Chinese companies may have the financial heft to make record bids for overseas assets but can they stay the course?
While it would have been the biggest Chinese acquisition of a U.S. company, Anbang's dropping of its $14 billion offer for Starwood Hotels & Resorts isn't the first time a large Chinese deal has bitten the dust. Affymetrix, a U.S. DNA-testing company, earlier this week recommended against an offer from Origin Technologies, whose backer is a Chinese investment firm, citing concerns about approval from Chinese and U.S. regulators.
A quick look through recent history shows there are in fact a slew of deals involving Chinese companies that have been either aborted or spurned. It's something of a reversal of the optimism of 2015, when China outbound M&A reached a record and seemed to herald a new age of Eastern muscle. Perhaps companies on the mainland have been running before they can walk.
Many of the transactions that came to naught were because the North American target felt CFIUS, or the Committee on Foreign Investment in the U.S., would reject it in an election year, when political sensitivities over China have heightened.
This year alone, stifled deals include Tsinghua Group's almost $4 billion offer to buy a stake in U.S. disk-driver maker Western Digital, and China Resources' play for California-based Fairchild Semiconductor, which ultimately opted for a lower bid than the $2.6 billion on the table because of a CFIUS probe.

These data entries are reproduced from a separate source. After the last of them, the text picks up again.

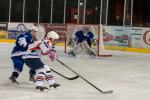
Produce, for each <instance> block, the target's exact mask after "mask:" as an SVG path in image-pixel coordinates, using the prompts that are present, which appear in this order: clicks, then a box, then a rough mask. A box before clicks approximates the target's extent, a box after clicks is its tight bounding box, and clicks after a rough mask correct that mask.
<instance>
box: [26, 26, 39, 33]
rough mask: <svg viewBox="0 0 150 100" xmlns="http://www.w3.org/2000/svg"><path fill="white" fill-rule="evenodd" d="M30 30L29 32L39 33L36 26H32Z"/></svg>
mask: <svg viewBox="0 0 150 100" xmlns="http://www.w3.org/2000/svg"><path fill="white" fill-rule="evenodd" d="M28 30H29V31H35V32H37V31H38V29H37V28H36V27H35V26H34V25H30V26H29V27H28Z"/></svg>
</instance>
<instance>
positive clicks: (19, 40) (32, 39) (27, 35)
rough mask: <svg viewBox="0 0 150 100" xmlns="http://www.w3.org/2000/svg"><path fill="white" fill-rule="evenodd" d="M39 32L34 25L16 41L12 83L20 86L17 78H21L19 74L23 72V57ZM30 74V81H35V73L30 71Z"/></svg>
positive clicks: (28, 29) (14, 48)
mask: <svg viewBox="0 0 150 100" xmlns="http://www.w3.org/2000/svg"><path fill="white" fill-rule="evenodd" d="M37 30H38V29H37V28H36V27H35V26H34V25H33V26H29V27H28V31H27V32H22V33H21V34H20V35H19V36H18V37H17V39H16V43H15V46H14V48H13V50H12V54H11V60H12V61H13V66H14V70H13V72H12V75H11V76H10V78H9V79H10V80H11V81H12V83H16V84H19V83H18V82H17V78H18V77H19V74H20V73H21V72H22V70H23V65H24V60H23V59H22V56H23V54H24V53H25V51H26V50H27V49H28V46H29V44H32V43H33V42H34V41H33V36H32V35H34V34H35V32H37ZM29 74H30V78H29V80H30V81H35V80H34V75H35V71H34V70H32V69H30V72H29Z"/></svg>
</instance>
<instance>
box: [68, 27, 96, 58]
mask: <svg viewBox="0 0 150 100" xmlns="http://www.w3.org/2000/svg"><path fill="white" fill-rule="evenodd" d="M93 37H94V34H93V33H92V32H90V31H89V28H87V27H84V28H83V30H81V31H77V32H76V33H75V37H74V38H73V39H71V40H70V41H69V43H68V46H71V47H72V50H71V51H70V52H69V53H68V54H72V55H73V56H78V54H79V53H80V52H82V51H83V50H85V51H86V52H87V53H88V54H89V55H93V56H96V53H95V51H94V50H93V49H92V48H91V44H92V41H93V40H94V39H93Z"/></svg>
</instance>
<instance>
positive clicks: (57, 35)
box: [46, 31, 59, 40]
mask: <svg viewBox="0 0 150 100" xmlns="http://www.w3.org/2000/svg"><path fill="white" fill-rule="evenodd" d="M46 38H47V39H52V40H55V39H59V35H58V33H56V32H55V31H50V32H48V33H47V36H46Z"/></svg>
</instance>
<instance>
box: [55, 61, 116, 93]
mask: <svg viewBox="0 0 150 100" xmlns="http://www.w3.org/2000/svg"><path fill="white" fill-rule="evenodd" d="M56 60H57V61H58V62H59V63H61V64H62V65H64V66H65V67H66V68H68V69H69V70H70V71H72V72H73V73H75V74H76V75H78V76H79V77H80V78H81V79H83V80H84V81H85V82H87V83H88V84H90V85H91V86H92V87H94V88H95V89H96V90H98V91H99V92H101V93H102V94H109V93H113V90H106V91H103V90H101V89H99V88H98V87H96V86H95V85H94V84H92V83H91V82H89V81H88V80H87V79H85V78H84V77H83V76H81V75H80V74H78V73H77V72H76V71H74V70H73V69H71V68H70V67H69V66H67V65H66V64H64V63H63V62H62V61H60V60H59V59H56Z"/></svg>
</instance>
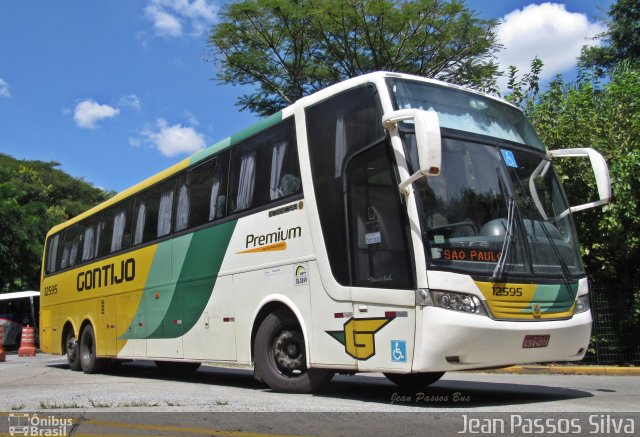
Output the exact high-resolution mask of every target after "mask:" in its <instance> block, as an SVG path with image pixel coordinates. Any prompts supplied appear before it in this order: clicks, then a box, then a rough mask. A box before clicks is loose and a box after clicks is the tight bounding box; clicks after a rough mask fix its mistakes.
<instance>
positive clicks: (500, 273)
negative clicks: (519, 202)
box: [491, 166, 516, 282]
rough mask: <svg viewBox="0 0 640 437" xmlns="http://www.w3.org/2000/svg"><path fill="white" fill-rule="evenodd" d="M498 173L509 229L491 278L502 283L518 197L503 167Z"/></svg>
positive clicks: (499, 181) (503, 243)
mask: <svg viewBox="0 0 640 437" xmlns="http://www.w3.org/2000/svg"><path fill="white" fill-rule="evenodd" d="M496 171H497V173H498V181H499V185H500V190H501V191H502V195H503V197H504V198H505V200H506V201H507V229H506V231H505V236H504V241H503V242H502V250H501V251H500V258H499V259H498V262H497V263H496V267H495V269H493V275H492V276H491V282H500V281H501V280H502V274H503V272H504V266H505V264H506V263H507V255H508V252H509V248H510V247H511V240H512V239H513V228H514V223H515V216H516V211H515V209H516V197H515V195H514V194H513V192H512V190H511V189H510V188H511V186H510V185H509V179H508V177H507V176H506V175H505V174H504V173H505V170H504V168H503V167H502V166H498V167H496Z"/></svg>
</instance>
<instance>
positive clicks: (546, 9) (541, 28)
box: [497, 3, 606, 90]
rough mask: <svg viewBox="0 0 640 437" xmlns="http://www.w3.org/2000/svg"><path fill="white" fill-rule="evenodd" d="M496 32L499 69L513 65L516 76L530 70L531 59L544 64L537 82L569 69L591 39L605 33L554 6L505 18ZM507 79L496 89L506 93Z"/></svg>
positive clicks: (501, 20)
mask: <svg viewBox="0 0 640 437" xmlns="http://www.w3.org/2000/svg"><path fill="white" fill-rule="evenodd" d="M500 21H501V22H502V23H501V24H500V25H499V26H498V28H497V36H498V41H499V42H500V43H501V44H503V45H504V47H505V48H504V49H503V50H501V51H500V53H499V54H498V62H499V64H500V69H501V70H504V71H505V72H506V71H508V70H507V69H508V67H509V66H510V65H515V66H516V67H517V68H518V70H519V71H520V74H523V73H527V72H529V70H530V65H531V61H532V60H533V58H534V57H536V56H537V57H538V58H540V59H541V60H542V61H543V62H544V67H543V69H542V73H541V76H540V78H541V79H543V80H544V79H549V78H551V77H553V76H555V75H556V74H558V73H563V72H565V71H567V70H570V69H572V68H573V67H575V65H576V57H577V56H578V55H579V54H580V50H581V48H582V46H583V45H593V44H595V43H596V42H595V41H593V40H590V38H592V37H593V36H595V35H596V34H598V33H601V32H604V31H605V30H606V28H605V26H604V25H602V24H600V23H596V22H590V21H589V19H588V18H587V16H586V15H585V14H582V13H577V12H569V11H567V10H566V8H565V5H563V4H558V3H542V4H539V5H536V4H530V5H528V6H525V7H524V8H522V9H516V10H515V11H512V12H510V13H508V14H507V15H505V16H504V17H503V18H502V19H501V20H500ZM506 83H507V79H506V78H502V79H501V80H499V81H498V85H499V86H500V88H501V89H502V90H505V89H506Z"/></svg>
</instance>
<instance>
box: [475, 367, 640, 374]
mask: <svg viewBox="0 0 640 437" xmlns="http://www.w3.org/2000/svg"><path fill="white" fill-rule="evenodd" d="M476 372H481V373H515V374H521V375H594V376H640V367H615V366H542V365H540V366H538V365H533V366H509V367H504V368H502V369H490V370H489V369H487V370H476Z"/></svg>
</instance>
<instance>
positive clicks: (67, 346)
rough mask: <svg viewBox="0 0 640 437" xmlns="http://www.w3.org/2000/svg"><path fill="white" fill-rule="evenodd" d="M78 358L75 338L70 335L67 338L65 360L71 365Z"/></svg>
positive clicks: (76, 343)
mask: <svg viewBox="0 0 640 437" xmlns="http://www.w3.org/2000/svg"><path fill="white" fill-rule="evenodd" d="M77 358H78V344H77V343H76V337H75V336H73V335H70V336H69V338H67V360H68V361H69V362H70V363H73V362H74V361H76V359H77Z"/></svg>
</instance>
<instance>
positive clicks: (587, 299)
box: [573, 294, 591, 314]
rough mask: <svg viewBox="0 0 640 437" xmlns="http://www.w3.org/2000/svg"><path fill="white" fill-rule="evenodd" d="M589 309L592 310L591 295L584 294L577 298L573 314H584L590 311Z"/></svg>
mask: <svg viewBox="0 0 640 437" xmlns="http://www.w3.org/2000/svg"><path fill="white" fill-rule="evenodd" d="M589 308H591V305H590V304H589V295H588V294H583V295H582V296H578V297H577V298H576V306H575V307H574V308H573V314H578V313H584V312H585V311H589Z"/></svg>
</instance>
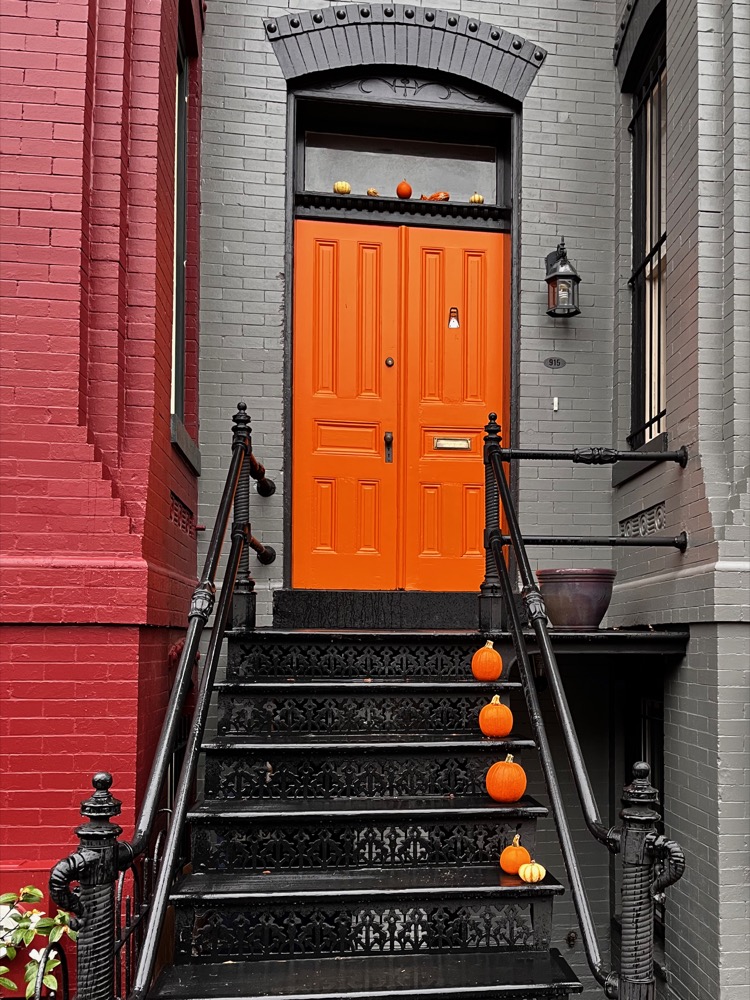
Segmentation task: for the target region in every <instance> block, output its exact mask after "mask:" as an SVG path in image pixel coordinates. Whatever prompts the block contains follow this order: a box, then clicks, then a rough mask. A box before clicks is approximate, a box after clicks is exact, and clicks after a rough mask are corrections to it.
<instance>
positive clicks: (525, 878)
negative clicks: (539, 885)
mask: <svg viewBox="0 0 750 1000" xmlns="http://www.w3.org/2000/svg"><path fill="white" fill-rule="evenodd" d="M546 874H547V869H546V868H545V867H544V866H543V865H540V864H539V862H538V861H529V863H528V864H526V865H521V867H520V868H519V869H518V877H519V878H520V879H521V881H522V882H541V881H542V879H543V878H544V876H545V875H546Z"/></svg>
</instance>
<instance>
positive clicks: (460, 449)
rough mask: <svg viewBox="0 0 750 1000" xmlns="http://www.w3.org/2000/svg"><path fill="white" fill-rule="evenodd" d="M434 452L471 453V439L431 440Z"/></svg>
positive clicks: (467, 438)
mask: <svg viewBox="0 0 750 1000" xmlns="http://www.w3.org/2000/svg"><path fill="white" fill-rule="evenodd" d="M432 447H433V448H434V449H435V450H436V451H471V438H433V439H432Z"/></svg>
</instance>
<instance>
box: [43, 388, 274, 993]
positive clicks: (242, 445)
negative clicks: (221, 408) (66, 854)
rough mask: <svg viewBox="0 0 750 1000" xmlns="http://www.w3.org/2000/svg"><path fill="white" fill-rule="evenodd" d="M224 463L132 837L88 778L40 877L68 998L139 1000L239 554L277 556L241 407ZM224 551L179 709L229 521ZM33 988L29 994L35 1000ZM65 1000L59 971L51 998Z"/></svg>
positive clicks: (189, 782)
mask: <svg viewBox="0 0 750 1000" xmlns="http://www.w3.org/2000/svg"><path fill="white" fill-rule="evenodd" d="M232 423H233V425H234V426H233V434H232V458H231V462H230V465H229V470H228V473H227V478H226V483H225V485H224V491H223V493H222V497H221V502H220V504H219V509H218V512H217V515H216V522H215V524H214V530H213V533H212V535H211V540H210V542H209V545H208V551H207V554H206V559H205V564H204V567H203V572H202V574H201V577H200V582H199V583H198V586H197V587H196V588H195V591H194V592H193V597H192V600H191V604H190V611H189V615H188V628H187V632H186V635H185V639H184V644H183V647H182V652H181V655H180V660H179V664H178V667H177V673H176V677H175V681H174V684H173V686H172V691H171V694H170V699H169V704H168V706H167V710H166V713H165V716H164V721H163V724H162V729H161V733H160V736H159V741H158V744H157V748H156V752H155V755H154V760H153V764H152V768H151V773H150V775H149V778H148V781H147V784H146V790H145V792H144V796H143V801H142V804H141V809H140V813H139V815H138V819H137V822H136V826H135V831H134V834H133V837H132V839H131V840H129V841H123V840H120V839H119V838H120V834H121V833H122V829H121V828H120V827H119V826H118V825H117V824H116V823H114V822H113V820H114V818H115V817H116V816H118V815H119V813H120V808H121V803H120V802H119V801H118V800H117V799H116V798H114V796H113V795H112V794H111V792H110V787H111V785H112V776H111V775H110V774H108V773H107V772H105V771H102V772H99V773H98V774H95V775H94V777H93V779H92V784H93V786H94V794H93V795H92V796H91V797H90V798H89V799H87V800H86V801H85V802H83V803H82V804H81V815H82V816H83V817H84V820H88V822H84V823H82V824H81V826H79V827H78V829H77V830H76V833H77V835H78V838H79V841H80V846H79V848H78V850H77V851H76V852H74V853H73V854H71V855H69V856H68V857H67V858H64V859H63V860H62V861H60V862H58V864H57V865H55V867H54V868H53V869H52V872H51V874H50V882H49V887H50V896H51V898H52V900H53V901H54V902H55V903H56V904H57V905H58V906H59V907H61V908H63V909H66V910H70V911H71V912H72V913H73V914H75V915H76V917H77V918H78V930H79V934H78V948H77V992H76V996H77V1000H112V998H113V997H115V996H117V997H122V998H124V997H130V998H136V997H143V996H144V995H145V993H146V992H147V990H148V987H149V985H150V982H151V977H152V974H153V969H154V963H155V960H156V951H157V946H158V943H159V937H160V935H161V930H162V924H163V919H164V914H165V912H166V908H167V898H168V894H169V889H170V887H171V885H172V882H173V880H174V878H175V876H176V875H177V874H178V873H179V871H180V870H181V868H182V867H183V864H184V862H185V860H186V858H185V844H184V829H185V823H184V820H185V814H186V812H187V808H188V804H189V801H190V798H191V796H192V793H193V785H194V781H195V774H196V768H197V763H198V756H199V751H200V743H201V739H202V735H203V729H204V727H205V722H206V717H207V714H208V707H209V701H210V694H211V688H212V685H213V681H214V677H215V673H216V668H217V665H218V661H219V654H220V652H221V646H222V643H223V640H224V635H225V632H226V629H227V626H228V625H229V622H230V617H232V619H233V621H234V623H236V624H242V625H245V626H249V627H253V626H254V623H255V584H254V581H253V579H252V575H251V573H250V565H249V550H250V549H253V550H254V551H255V553H256V555H257V557H258V560H259V561H260V562H261V563H263V564H268V563H271V562H273V560H274V559H275V558H276V553H275V552H274V550H273V549H272V548H271V546H269V545H263V544H262V543H261V542H260V541H258V539H257V538H254V537H253V535H252V532H251V530H250V479H251V478H252V479H254V480H255V481H256V489H257V492H258V493H259V494H260V495H261V496H263V497H269V496H271V495H272V494H273V493H274V492H275V489H276V487H275V486H274V483H273V482H272V480H270V479H268V478H267V476H266V470H265V469H264V467H263V466H262V465H261V464H260V463H259V462H258V461H257V459H256V458H255V457H254V456H253V453H252V439H251V433H250V417H249V416H248V415H247V407H246V405H245V404H244V403H239V404H238V406H237V412H236V413H235V415H234V416H233V418H232ZM233 507H234V518H233V521H232V524H231V528H230V536H231V547H230V551H229V555H228V558H227V564H226V570H225V574H224V580H223V583H222V587H221V592H220V596H219V600H218V603H217V606H216V614H215V617H214V624H213V628H212V630H211V637H210V640H209V644H208V649H207V651H206V658H205V663H204V665H203V669H202V670H201V673H200V680H199V686H198V693H197V696H196V699H195V707H194V708H193V710H192V712H191V713H189V714H188V713H186V706H187V700H188V695H189V693H190V690H191V687H192V683H193V670H194V668H195V666H196V663H197V660H198V648H199V645H200V642H201V637H202V635H203V632H204V630H205V627H206V625H207V624H208V621H209V618H210V615H211V612H212V611H213V608H214V600H215V594H216V575H217V571H218V567H219V561H220V559H221V553H222V548H223V544H224V538H225V535H226V532H227V528H228V527H229V519H230V514H231V513H232V508H233ZM42 988H43V987H42V984H41V982H40V983H38V984H37V991H36V993H35V994H34V996H35V997H37V998H38V997H40V996H42V995H43V994H42ZM57 997H58V1000H67V997H68V985H67V970H64V974H63V976H62V979H61V984H60V989H59V990H58V992H57Z"/></svg>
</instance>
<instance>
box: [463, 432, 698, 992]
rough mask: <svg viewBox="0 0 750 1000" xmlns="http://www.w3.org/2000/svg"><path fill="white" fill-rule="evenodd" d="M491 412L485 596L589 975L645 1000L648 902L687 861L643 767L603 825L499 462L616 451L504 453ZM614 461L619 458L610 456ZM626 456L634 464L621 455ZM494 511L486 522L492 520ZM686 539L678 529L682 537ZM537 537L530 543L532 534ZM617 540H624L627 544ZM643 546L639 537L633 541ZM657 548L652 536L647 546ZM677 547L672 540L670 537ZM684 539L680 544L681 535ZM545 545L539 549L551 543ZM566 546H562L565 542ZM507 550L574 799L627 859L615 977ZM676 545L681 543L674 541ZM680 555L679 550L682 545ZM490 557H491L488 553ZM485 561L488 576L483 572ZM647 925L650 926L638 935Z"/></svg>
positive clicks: (612, 851)
mask: <svg viewBox="0 0 750 1000" xmlns="http://www.w3.org/2000/svg"><path fill="white" fill-rule="evenodd" d="M496 420H497V415H496V414H494V413H491V414H490V419H489V423H488V424H487V426H486V427H485V431H486V436H485V439H484V442H485V447H484V461H485V469H486V473H485V484H486V488H487V489H488V490H489V491H490V492H491V493H493V494H494V496H487V497H486V498H485V510H486V512H487V514H488V518H487V523H486V527H485V546H486V548H487V553H488V563H487V565H488V573H487V578H486V579H485V584H484V585H483V596H485V595H489V596H490V597H494V596H496V592H497V589H499V590H500V592H501V593H502V595H503V598H504V602H505V607H506V609H507V615H508V618H509V624H510V632H511V638H512V640H513V646H514V650H515V653H516V657H517V660H518V665H519V673H520V675H521V680H522V683H523V689H524V695H525V698H526V703H527V708H528V712H529V718H530V721H531V725H532V728H533V730H534V736H535V739H536V741H537V744H538V746H539V754H540V759H541V764H542V770H543V773H544V777H545V782H546V785H547V790H548V793H549V796H550V802H551V804H552V813H553V817H554V820H555V825H556V827H557V832H558V837H559V840H560V847H561V851H562V855H563V862H564V864H565V868H566V872H567V875H568V880H569V882H570V886H571V892H572V895H573V902H574V906H575V909H576V914H577V916H578V922H579V926H580V928H581V936H582V939H583V943H584V949H585V952H586V958H587V961H588V964H589V967H590V968H591V971H592V974H593V975H594V978H595V979H596V980H597V982H598V983H600V985H601V986H602V987H603V988H604V992H605V995H606V996H607V997H611V998H620V1000H630V998H631V997H636V996H637V997H638V998H640V1000H651V998H652V997H653V991H654V977H653V901H654V899H655V898H663V891H664V889H665V888H666V887H667V886H668V885H671V884H673V883H674V882H676V881H677V880H678V879H679V878H680V877H681V876H682V873H683V872H684V868H685V859H684V855H683V853H682V850H681V848H680V847H679V845H678V844H676V843H675V842H674V841H666V840H665V838H663V837H659V836H658V835H657V832H656V826H655V824H656V822H657V821H658V819H659V814H658V812H656V810H655V806H656V805H657V804H658V793H657V792H656V789H654V788H653V787H652V786H651V785H650V782H649V780H648V775H649V768H648V765H647V764H645V763H643V762H639V763H638V764H636V765H635V767H634V768H633V777H634V780H633V783H632V784H631V785H629V786H627V787H626V789H625V790H624V793H623V799H622V801H623V806H624V808H623V811H622V812H621V814H620V815H621V817H622V819H623V827H622V828H621V829H615V828H612V829H607V827H606V826H605V825H604V824H603V823H602V819H601V815H600V813H599V809H598V806H597V803H596V798H595V796H594V792H593V788H592V785H591V781H590V778H589V775H588V771H587V769H586V765H585V761H584V758H583V753H582V751H581V746H580V743H579V740H578V735H577V733H576V729H575V725H574V723H573V718H572V715H571V712H570V707H569V705H568V701H567V697H566V695H565V690H564V687H563V684H562V679H561V677H560V672H559V669H558V666H557V658H556V656H555V652H554V649H553V647H552V642H551V639H550V635H549V632H548V629H547V615H546V611H545V606H544V600H543V598H542V595H541V592H540V590H539V588H538V586H537V584H536V582H535V580H534V577H533V574H532V570H531V564H530V562H529V559H528V554H527V552H526V545H525V539H524V537H523V535H522V533H521V529H520V526H519V523H518V517H517V514H516V510H515V506H514V504H513V499H512V496H511V492H510V486H509V484H508V480H507V478H506V475H505V469H504V467H503V462H504V461H508V460H509V459H511V458H541V457H547V458H549V457H553V456H554V457H556V458H560V459H562V458H563V457H564V458H566V459H567V460H569V461H572V462H581V461H585V462H586V464H609V463H610V462H611V461H617V460H618V458H619V456H620V454H622V456H629V455H630V453H628V452H625V453H617V452H615V451H614V450H613V449H605V448H590V449H585V450H584V451H585V454H586V458H585V459H582V458H581V454H582V451H580V450H578V449H576V450H575V451H573V452H552V453H550V452H540V451H535V450H534V451H522V450H521V449H515V450H513V449H503V448H501V447H500V427H499V426H498V424H497V422H496ZM612 456H615V457H614V458H612ZM625 460H631V459H630V458H629V457H626V458H625ZM661 461H674V462H678V463H679V464H680V465H681V466H682V467H683V468H684V467H685V464H686V462H687V452H686V451H685V449H680V451H678V452H673V453H661ZM501 510H502V513H503V515H504V517H505V523H506V526H507V531H508V535H504V534H502V532H501V530H500V524H499V514H500V511H501ZM490 514H491V517H492V519H490ZM683 534H684V533H683ZM537 537H538V536H537ZM535 540H536V538H535ZM591 541H592V540H591V539H588V538H583V539H580V540H576V541H572V540H571V541H568V543H567V544H591ZM622 541H625V539H623V540H622ZM639 541H641V540H639ZM649 541H651V543H653V541H654V540H653V539H651V540H649ZM672 541H673V542H674V541H677V539H674V540H672ZM685 541H686V539H685ZM549 543H550V542H549V540H548V539H546V538H545V539H544V541H543V542H542V544H549ZM597 543H598V544H621V541H620V539H619V538H618V539H615V540H613V539H607V540H597V542H595V544H597ZM563 544H565V543H564V542H563ZM506 546H510V548H511V549H512V551H513V553H514V556H515V560H516V567H517V570H518V574H519V576H520V578H521V584H522V589H521V597H522V599H523V602H524V605H525V607H526V612H527V615H528V618H529V621H530V623H531V626H532V629H533V631H534V634H535V636H536V640H537V646H538V650H539V653H540V654H541V657H542V661H543V663H544V668H545V674H546V677H547V679H548V682H549V685H550V690H551V694H552V699H553V703H554V705H555V709H556V712H557V715H558V718H559V720H560V725H561V729H562V734H563V739H564V741H565V746H566V750H567V754H568V759H569V761H570V766H571V770H572V772H573V777H574V781H575V784H576V789H577V791H578V798H579V801H580V804H581V809H582V812H583V816H584V820H585V822H586V826H587V827H588V829H589V831H590V832H591V834H592V836H593V837H594V838H595V839H596V840H597V841H598V842H599V843H602V844H604V845H605V846H606V847H607V848H608V849H609V850H610V851H612V852H613V853H621V854H622V855H623V864H624V869H625V870H624V875H623V907H622V909H623V939H622V949H621V962H620V970H619V973H618V972H615V971H610V972H607V971H606V970H605V969H604V966H603V962H602V958H601V951H600V948H599V942H598V938H597V934H596V927H595V925H594V922H593V919H592V916H591V910H590V907H589V903H588V897H587V895H586V891H585V887H584V885H583V880H582V876H581V871H580V868H579V865H578V860H577V857H576V853H575V847H574V845H573V839H572V836H571V832H570V827H569V824H568V820H567V815H566V813H565V808H564V805H563V799H562V794H561V791H560V786H559V782H558V780H557V775H556V771H555V767H554V763H553V757H552V753H551V749H550V746H549V741H548V739H547V735H546V730H545V726H544V720H543V718H542V715H541V710H540V707H539V700H538V697H537V693H536V686H535V683H534V674H533V670H532V667H531V661H530V659H529V654H528V650H527V648H526V641H525V637H524V632H523V626H522V623H521V619H520V614H519V610H518V606H517V604H516V600H515V594H514V590H513V586H512V583H511V579H510V573H509V571H508V567H507V565H506V561H505V557H504V551H503V550H504V548H505V547H506ZM675 547H677V548H682V546H681V545H676V546H675ZM683 551H684V549H683ZM490 555H491V557H492V558H491V560H490V559H489V556H490ZM490 563H491V564H492V565H491V570H492V573H491V576H490V572H489V567H490ZM655 864H658V865H660V866H661V871H660V872H659V874H657V876H656V877H655V878H654V872H653V869H654V865H655ZM644 928H647V930H646V931H644Z"/></svg>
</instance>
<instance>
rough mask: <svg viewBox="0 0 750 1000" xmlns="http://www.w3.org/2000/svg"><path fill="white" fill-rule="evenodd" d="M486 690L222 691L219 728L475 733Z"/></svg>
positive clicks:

Western Digital had made all sorts of allowances to try to get the transaction across the line, including a condition that Tsinghua executives step out of board meetings when sensitive government matters were discussed.
Even non-U.S. companies have put the kybosh on Chinese deals, fearing CFIUS's reach. In January, Dutch electronics group Philips terminated the $2.8 billion offer from China's GO Scale Capital for its lighting component unit, citing U.S. regulator concerns.
Another question increasingly coming into play is whether Chinese companies, which typically pay cash, can find the money. Sixty-two percent of failed deals by Chinese acquirers were cash bids, according to data compiled by Bloomberg. Only 50 out of the 1,164 transactions that were withdrawn or terminated had a value of more than $1 billion, and 16 of those were in the last two years.
Anbang's failure to secure Starwood is sure to have ChemChina, another big would-be acquirer, sweating. While Swiss target Syngenta has welcomed ChemChina's $44 billion offer and financing doesn't seem problematic, concern U.S. authorities will stymie the deal has been weighing on Syngenta's share price. Syngenta is a major producer of pesticides and seeds that are used by farmers in the U.S., so the bid may prove politically difficult.
It's early days for Chinese M&A on many fronts, even at home. China Vanke, another company part owned by Anbang, is fending off a rare hostile takeover by a rival real estate developer after getting bought out by a state-owned railway operator, effectively creating a poison pill.
The world is watching trophy-hunting buyers from Asia's biggest economy closely, and wondering whether for all their financial heft and chutzpah they can get deals across the finish line. Friday's Anbang setback is certainly a stumble.
This column does not necessarily reflect the opinion of Bloomberg LP and its owners.